Sizler imtihanın anlamını kavramıyorsunuz. Yetime iyilik ederek, yoksulu doyurma konusunda birbirinizi teşvik ederek imtihanda başarılı olmaya çalışmıyorsunuz. Tam aksine mirası oburca ve hırsla yiyorsunuz. Malı öyle çok öyle taşkınca yiyorsunuz ki, artık gönüllerinizde yoksullara karşı iyilik etmeye ve onları doyurmaya götürecek ne bir cömertlik ve ne de iyilikseverlik duygusu kalmamıştır.
Daha önce de belirttiğimiz gibi islam Mekke’de her türlü yola başvurularak mal toplamaya düşkünlük tablosunun karşısında buldu kendisini. Doğal olarak bu durum kalplere kuruluk ve katılık veren bir olgu idi. Yetimlerin güçsüzlüğü, mallarının talan edilmesini kamçılayan bir durumdu. Hele yetim kalan kız çocuğu ise o zaman çok değişik şekillerde malları talan ediyorlardı. Bu tefsirimizin birçok yerinde belirttiğimiz gibi özellikle kendilerine kalan mirasları çeşitli dümenlerle ellerinden alınıyordu. Nitekim mal tutkunluğu, faiz yolu ile ve başka araçlarla mal biriktirmek islam öncesi Mekke toplumunun göze batan ana özelliği idi. Aslında bu durum, günümüze kadar her zaman ve her yerdeki cahiliyet toplumlarının özelliği olmuştur.

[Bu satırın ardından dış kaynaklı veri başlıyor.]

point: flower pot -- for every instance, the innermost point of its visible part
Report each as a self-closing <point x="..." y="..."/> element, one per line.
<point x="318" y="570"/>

Bu ayetlerde, onların içlerinden geçenlerin açıklanmasından öte, bu duyguların kınandığını görmekteyiz. “Kella” “Asla. Hayır dikkat ediniz ha!” kelimesinin ard arda tekrar edilmesinde ve ifadenin yapısında ve vurgusunda ifadesini bulan caydırma ve engel olma yer almaktadır. İfade ses tonu ile bizlere onların mala düşkünlüklerinin şiddet ve katılığını çizmektedir.
“Size kalan mirası hak gözetmeden yiyorsunuz. Malı pek çok seviyorsunuz.”
KIYAMET VE AZAP
Rızkın bol bol verilmesi ve verilmemesi ile imtihan edilme olgusunu algılamalarının sakatlığı anlatıldıktan sonra, onların iğrenç iç dünyalarının açığa çıkarıldığı bu noktada, imtihanın ve sonucunun arkasından gelecek olan ceza günü ve o günün özelliği ile tehdid gelmektedir. Hem de çok şiddetli ve güçlü bir vurgulama ile yapılmaktadır bu tehdit.